BRUSSELS (AP) — The Biden administration announced Friday that it will move to freeze the assets of President Vladimir Putin and Foreign Minister Sergey Lavrov, following the European Union and Britain in directly sanctioning top Russian leadership.
The Treasury Department announced the sanctions shortly after the EU said it had also approved an asset freeze against Putin and Lavrov as part of a broader package of sanctions against Russia for the invasion of Ukraine. British Prime Minister Boris Johnson also told NATO leaders during a call Friday that Britain would move to impose sanctions against Putin and Lavrov.
It wasn’t immediately clear how impactful an asset freeze would be on Putin or Lavrov, but the direct action targeting the Russian president was meant to be seen as a warning to Putin that he could emerge as an international pariah if he doesn’t end the invasion of Ukraine.
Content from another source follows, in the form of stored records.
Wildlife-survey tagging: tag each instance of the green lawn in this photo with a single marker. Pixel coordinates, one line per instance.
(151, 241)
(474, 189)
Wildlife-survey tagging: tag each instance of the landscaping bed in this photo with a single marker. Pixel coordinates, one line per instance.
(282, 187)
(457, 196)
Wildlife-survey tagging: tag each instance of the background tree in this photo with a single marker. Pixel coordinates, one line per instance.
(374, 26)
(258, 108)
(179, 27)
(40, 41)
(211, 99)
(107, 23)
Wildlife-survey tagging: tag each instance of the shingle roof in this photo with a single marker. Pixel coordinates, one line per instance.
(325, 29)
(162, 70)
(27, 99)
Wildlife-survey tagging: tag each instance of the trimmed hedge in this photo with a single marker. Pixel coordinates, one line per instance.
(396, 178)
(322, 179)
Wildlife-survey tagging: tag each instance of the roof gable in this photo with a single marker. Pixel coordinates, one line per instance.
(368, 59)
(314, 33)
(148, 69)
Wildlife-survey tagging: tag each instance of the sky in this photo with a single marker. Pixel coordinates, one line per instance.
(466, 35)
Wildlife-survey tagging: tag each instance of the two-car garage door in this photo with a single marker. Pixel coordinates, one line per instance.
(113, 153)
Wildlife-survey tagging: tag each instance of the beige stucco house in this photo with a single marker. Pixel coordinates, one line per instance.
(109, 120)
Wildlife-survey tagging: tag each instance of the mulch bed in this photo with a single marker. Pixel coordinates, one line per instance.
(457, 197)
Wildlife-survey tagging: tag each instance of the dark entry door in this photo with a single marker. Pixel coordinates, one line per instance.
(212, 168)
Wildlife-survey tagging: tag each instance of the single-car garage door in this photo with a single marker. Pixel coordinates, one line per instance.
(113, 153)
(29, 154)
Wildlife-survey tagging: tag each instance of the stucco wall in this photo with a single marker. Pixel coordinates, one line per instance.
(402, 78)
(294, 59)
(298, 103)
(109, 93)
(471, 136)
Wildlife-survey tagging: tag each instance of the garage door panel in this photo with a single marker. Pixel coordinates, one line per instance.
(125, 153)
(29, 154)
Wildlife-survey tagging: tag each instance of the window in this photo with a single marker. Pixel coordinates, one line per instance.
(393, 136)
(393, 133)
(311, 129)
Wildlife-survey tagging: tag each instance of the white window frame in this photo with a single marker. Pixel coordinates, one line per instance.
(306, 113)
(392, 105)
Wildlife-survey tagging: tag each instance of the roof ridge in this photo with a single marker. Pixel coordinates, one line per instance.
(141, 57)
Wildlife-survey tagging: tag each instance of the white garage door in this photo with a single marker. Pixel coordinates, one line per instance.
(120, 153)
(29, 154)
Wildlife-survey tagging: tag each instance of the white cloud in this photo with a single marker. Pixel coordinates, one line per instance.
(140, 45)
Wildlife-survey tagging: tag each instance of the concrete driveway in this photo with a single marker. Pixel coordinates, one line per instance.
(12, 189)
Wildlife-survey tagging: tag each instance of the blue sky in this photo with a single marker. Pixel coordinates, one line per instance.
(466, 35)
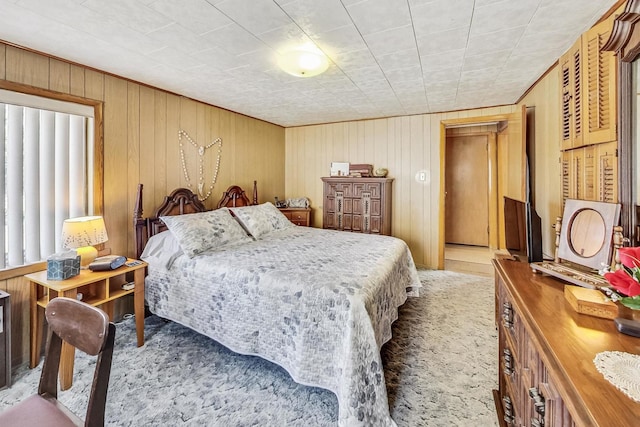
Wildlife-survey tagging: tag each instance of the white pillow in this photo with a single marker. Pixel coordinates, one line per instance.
(260, 220)
(161, 250)
(205, 230)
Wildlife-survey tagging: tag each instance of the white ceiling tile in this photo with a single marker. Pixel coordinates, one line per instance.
(255, 16)
(316, 17)
(234, 39)
(389, 41)
(197, 16)
(452, 59)
(374, 16)
(388, 57)
(133, 14)
(491, 60)
(443, 42)
(502, 15)
(441, 15)
(500, 40)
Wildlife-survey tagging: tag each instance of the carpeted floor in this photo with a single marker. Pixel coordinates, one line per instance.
(440, 368)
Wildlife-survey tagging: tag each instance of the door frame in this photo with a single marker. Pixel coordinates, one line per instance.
(492, 182)
(470, 121)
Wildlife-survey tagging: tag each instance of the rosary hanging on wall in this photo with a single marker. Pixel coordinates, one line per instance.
(201, 151)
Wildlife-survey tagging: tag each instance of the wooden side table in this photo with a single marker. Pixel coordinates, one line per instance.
(97, 288)
(299, 216)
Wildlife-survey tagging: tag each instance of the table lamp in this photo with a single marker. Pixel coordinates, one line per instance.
(81, 234)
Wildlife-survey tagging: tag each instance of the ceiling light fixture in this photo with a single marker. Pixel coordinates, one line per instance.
(305, 61)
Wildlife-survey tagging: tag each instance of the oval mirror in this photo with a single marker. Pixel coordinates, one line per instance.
(587, 233)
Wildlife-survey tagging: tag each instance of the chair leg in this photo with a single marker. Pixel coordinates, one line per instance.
(49, 376)
(97, 403)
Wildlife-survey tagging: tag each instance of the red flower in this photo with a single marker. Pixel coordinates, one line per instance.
(623, 283)
(629, 257)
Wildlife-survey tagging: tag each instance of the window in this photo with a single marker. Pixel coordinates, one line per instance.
(46, 152)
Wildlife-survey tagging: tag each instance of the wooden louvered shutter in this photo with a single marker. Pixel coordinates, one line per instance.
(601, 81)
(571, 93)
(577, 95)
(608, 172)
(567, 192)
(565, 73)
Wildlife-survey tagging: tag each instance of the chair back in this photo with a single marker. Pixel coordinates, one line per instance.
(87, 328)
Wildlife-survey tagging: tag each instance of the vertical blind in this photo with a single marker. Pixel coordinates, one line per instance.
(45, 180)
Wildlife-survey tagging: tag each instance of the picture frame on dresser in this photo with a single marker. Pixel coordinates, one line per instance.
(587, 238)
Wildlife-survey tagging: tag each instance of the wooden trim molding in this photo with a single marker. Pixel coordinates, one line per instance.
(624, 40)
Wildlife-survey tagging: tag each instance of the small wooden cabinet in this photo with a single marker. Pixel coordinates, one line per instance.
(546, 374)
(299, 216)
(360, 205)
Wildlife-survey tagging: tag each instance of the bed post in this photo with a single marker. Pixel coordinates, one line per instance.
(255, 192)
(138, 223)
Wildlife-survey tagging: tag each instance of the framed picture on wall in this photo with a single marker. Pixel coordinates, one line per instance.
(339, 169)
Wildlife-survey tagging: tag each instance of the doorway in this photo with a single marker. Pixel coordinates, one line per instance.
(467, 189)
(471, 198)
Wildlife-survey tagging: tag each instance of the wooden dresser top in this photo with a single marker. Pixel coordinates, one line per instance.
(568, 342)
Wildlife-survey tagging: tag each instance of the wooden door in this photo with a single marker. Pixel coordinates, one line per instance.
(467, 190)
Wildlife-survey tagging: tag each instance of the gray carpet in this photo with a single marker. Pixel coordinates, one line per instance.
(440, 368)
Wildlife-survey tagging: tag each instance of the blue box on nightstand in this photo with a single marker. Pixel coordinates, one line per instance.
(61, 269)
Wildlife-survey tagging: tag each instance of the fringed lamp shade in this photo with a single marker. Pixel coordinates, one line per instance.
(81, 234)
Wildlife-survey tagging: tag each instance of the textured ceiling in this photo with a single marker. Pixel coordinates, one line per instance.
(388, 57)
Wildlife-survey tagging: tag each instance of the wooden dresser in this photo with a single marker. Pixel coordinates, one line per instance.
(299, 216)
(546, 372)
(357, 204)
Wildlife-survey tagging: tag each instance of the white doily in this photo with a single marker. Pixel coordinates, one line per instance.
(622, 370)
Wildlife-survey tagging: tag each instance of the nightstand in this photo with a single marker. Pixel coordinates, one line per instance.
(97, 288)
(299, 216)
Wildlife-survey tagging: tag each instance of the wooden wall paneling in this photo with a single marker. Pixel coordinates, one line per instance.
(59, 76)
(94, 85)
(3, 62)
(19, 290)
(76, 80)
(415, 191)
(172, 166)
(547, 172)
(502, 142)
(27, 68)
(437, 256)
(404, 215)
(158, 149)
(291, 135)
(231, 155)
(133, 156)
(425, 190)
(146, 149)
(116, 210)
(188, 122)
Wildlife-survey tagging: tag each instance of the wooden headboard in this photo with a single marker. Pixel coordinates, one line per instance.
(181, 201)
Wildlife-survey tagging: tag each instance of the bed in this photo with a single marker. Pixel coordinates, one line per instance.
(319, 303)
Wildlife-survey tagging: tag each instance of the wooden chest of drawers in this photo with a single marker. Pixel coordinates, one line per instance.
(299, 216)
(360, 205)
(546, 350)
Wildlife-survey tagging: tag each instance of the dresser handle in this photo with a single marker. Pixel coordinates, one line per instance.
(508, 362)
(509, 417)
(538, 405)
(507, 315)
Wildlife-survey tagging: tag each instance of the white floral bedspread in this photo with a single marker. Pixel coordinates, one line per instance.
(319, 303)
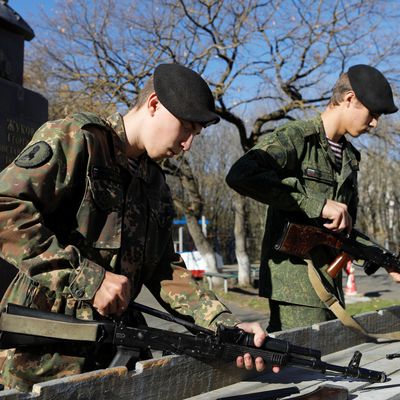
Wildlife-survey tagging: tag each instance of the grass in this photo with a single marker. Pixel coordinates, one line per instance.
(372, 305)
(247, 298)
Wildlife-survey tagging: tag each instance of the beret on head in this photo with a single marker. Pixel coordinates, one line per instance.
(372, 89)
(185, 94)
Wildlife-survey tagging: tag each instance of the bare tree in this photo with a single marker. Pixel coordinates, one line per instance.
(273, 59)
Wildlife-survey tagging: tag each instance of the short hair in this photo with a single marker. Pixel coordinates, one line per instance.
(342, 86)
(144, 93)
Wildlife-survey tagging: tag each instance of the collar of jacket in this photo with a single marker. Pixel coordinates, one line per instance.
(116, 123)
(350, 153)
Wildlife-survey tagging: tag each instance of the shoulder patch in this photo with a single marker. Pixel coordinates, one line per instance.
(35, 155)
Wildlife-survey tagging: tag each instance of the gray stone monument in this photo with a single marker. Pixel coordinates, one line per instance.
(22, 111)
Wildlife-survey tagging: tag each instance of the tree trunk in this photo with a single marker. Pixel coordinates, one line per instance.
(192, 209)
(240, 242)
(202, 244)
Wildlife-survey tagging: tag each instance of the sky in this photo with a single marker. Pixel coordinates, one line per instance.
(29, 10)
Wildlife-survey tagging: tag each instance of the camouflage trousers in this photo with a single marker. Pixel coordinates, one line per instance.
(287, 316)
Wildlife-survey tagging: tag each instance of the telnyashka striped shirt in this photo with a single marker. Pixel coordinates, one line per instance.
(337, 149)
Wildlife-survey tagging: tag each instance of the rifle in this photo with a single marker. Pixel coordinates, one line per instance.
(299, 240)
(24, 327)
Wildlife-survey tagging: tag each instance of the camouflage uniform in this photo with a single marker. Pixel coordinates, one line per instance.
(72, 207)
(293, 170)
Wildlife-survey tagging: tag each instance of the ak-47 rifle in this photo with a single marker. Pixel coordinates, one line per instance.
(299, 240)
(22, 327)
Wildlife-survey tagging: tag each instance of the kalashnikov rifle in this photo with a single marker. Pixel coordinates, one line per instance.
(24, 327)
(299, 240)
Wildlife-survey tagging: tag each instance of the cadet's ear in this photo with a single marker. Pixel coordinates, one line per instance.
(349, 97)
(152, 103)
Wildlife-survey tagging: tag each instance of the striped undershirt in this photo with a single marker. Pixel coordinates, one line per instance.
(337, 149)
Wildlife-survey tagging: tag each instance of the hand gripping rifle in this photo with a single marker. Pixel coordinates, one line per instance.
(24, 327)
(299, 240)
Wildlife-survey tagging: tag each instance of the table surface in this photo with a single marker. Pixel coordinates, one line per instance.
(373, 357)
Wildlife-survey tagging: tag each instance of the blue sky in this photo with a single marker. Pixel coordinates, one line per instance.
(30, 9)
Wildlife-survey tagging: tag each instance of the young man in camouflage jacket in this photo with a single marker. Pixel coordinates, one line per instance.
(296, 172)
(85, 215)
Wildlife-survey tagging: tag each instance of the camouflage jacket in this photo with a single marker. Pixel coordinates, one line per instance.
(293, 170)
(72, 207)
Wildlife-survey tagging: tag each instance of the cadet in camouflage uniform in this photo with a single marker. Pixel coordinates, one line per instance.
(85, 215)
(294, 170)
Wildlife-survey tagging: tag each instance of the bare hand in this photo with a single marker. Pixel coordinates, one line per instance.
(338, 215)
(259, 337)
(394, 274)
(113, 295)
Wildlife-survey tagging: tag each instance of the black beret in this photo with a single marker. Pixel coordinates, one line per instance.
(185, 94)
(372, 89)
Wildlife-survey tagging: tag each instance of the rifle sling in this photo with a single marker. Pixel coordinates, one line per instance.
(334, 305)
(48, 328)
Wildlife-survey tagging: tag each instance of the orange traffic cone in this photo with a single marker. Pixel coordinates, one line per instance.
(350, 289)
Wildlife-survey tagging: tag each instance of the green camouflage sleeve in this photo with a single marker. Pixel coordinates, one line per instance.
(41, 181)
(179, 293)
(267, 173)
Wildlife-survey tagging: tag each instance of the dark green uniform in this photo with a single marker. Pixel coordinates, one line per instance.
(293, 170)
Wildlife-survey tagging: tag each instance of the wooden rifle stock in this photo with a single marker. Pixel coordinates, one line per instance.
(299, 240)
(339, 263)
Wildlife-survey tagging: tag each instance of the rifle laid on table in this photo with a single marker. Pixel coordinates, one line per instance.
(24, 327)
(299, 240)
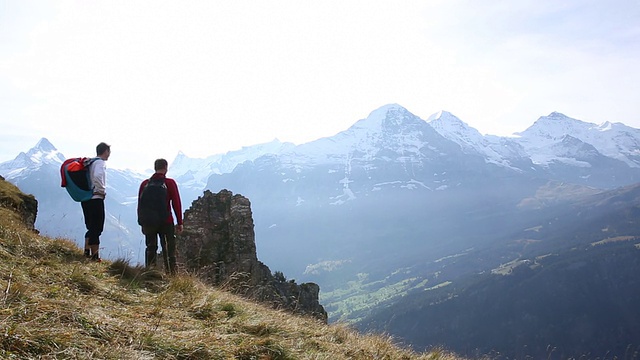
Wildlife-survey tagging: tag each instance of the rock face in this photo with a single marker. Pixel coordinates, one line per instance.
(25, 206)
(218, 244)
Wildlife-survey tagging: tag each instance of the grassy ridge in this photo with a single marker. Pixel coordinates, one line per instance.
(55, 305)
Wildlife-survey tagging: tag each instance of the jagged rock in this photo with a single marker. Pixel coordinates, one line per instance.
(26, 206)
(218, 244)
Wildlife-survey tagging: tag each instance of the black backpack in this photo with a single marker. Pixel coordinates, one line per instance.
(152, 205)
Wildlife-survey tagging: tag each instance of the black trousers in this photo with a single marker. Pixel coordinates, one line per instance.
(167, 236)
(93, 211)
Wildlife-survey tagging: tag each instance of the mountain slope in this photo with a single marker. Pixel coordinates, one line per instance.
(57, 306)
(572, 289)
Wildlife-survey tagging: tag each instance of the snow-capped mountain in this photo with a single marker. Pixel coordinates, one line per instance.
(194, 172)
(614, 140)
(497, 150)
(390, 156)
(43, 153)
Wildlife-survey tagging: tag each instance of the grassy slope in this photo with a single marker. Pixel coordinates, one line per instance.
(55, 305)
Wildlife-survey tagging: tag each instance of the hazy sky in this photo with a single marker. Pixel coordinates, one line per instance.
(205, 77)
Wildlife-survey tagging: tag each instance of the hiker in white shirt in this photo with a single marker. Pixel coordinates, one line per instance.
(93, 209)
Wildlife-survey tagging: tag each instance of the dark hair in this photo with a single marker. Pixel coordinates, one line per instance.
(101, 148)
(160, 164)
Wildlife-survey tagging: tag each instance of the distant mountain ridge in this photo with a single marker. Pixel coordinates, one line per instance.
(394, 204)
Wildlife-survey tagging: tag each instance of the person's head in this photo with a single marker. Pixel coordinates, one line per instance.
(103, 150)
(161, 166)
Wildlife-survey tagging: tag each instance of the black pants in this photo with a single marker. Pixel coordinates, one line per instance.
(166, 234)
(93, 211)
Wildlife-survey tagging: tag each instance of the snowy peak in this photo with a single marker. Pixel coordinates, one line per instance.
(452, 128)
(44, 145)
(555, 126)
(384, 119)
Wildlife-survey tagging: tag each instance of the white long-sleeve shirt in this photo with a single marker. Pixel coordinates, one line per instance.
(98, 173)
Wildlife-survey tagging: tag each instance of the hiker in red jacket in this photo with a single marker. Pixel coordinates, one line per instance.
(157, 196)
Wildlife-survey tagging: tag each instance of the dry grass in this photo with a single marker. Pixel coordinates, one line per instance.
(55, 305)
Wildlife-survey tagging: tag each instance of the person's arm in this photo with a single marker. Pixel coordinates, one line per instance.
(176, 204)
(99, 178)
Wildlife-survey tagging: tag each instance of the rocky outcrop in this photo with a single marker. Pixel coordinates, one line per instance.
(218, 244)
(25, 206)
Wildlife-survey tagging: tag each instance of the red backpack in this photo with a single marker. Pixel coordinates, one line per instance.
(76, 179)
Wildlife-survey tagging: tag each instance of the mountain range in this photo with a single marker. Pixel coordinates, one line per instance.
(396, 213)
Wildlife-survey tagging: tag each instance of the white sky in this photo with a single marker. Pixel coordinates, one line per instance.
(206, 77)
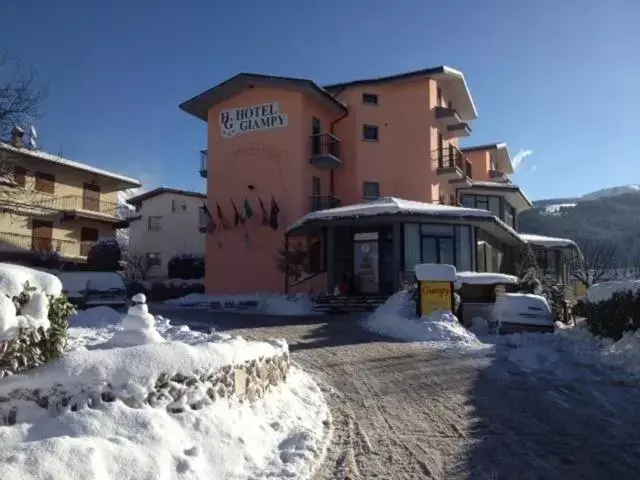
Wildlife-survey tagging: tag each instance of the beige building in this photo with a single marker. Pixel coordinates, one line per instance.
(49, 204)
(170, 222)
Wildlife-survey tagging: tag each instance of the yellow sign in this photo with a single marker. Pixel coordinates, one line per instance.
(434, 296)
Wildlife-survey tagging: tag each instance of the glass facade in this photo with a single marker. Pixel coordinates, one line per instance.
(433, 243)
(494, 203)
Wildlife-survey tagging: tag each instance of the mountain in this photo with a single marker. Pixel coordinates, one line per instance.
(607, 215)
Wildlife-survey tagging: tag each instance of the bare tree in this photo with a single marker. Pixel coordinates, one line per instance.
(20, 97)
(596, 263)
(137, 267)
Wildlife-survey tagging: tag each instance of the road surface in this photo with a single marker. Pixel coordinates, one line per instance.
(403, 411)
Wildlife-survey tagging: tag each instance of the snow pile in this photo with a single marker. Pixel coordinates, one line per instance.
(569, 350)
(279, 436)
(397, 318)
(601, 292)
(138, 326)
(13, 278)
(264, 303)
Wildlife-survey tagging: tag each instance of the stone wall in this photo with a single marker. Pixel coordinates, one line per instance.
(244, 382)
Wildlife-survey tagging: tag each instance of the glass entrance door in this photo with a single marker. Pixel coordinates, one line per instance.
(366, 262)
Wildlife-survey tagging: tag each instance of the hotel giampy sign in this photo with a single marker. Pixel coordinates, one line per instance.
(251, 119)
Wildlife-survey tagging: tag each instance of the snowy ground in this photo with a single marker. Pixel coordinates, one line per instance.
(280, 436)
(407, 410)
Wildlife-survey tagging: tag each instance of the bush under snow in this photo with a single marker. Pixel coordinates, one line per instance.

The EU’s unanimous decision, part of a broader sanctions package, indicated that Western powers are moving toward unprecedented measures to try to force Putin to stop the brutal invasion of Russia’s neighbor and from unleashing a major war in Europe. British Prime Minister Boris Johnson also told NATO leaders during a call Friday that Britain would move to impose sanctions against Putin and Lavrov.
Austrian Foreign Minister Alexander Schallenberg said the move would be “a unique step in history toward a nuclear power, a country that has a permanent seat on the Security Council, but also shows … how united we are.” It was unclear what the practical impact on the two men would be and how important their assets in the EU were.
“I can assure you that if you got major assets and all of a sudden you can’t get hold of them, it will cost you,” said EU foreign affairs chief Josep Borrell. He did not provide details.
An equally big move would be to ban Putin and Lavrov from EU travel. But overnight, EU leaders made it clear that would be off the table for now, if only since it might complicate diplomatic moves once all sides get around the negotiating table.
EU ministers have said that even further sanctions were still possible, including booting Russia out of SWIFT, the dominant system for global financial transactions.
“The debate about SWIFT is not off the table, it will continue,” Luxembourg Foreign Minister Jean Asselborn said.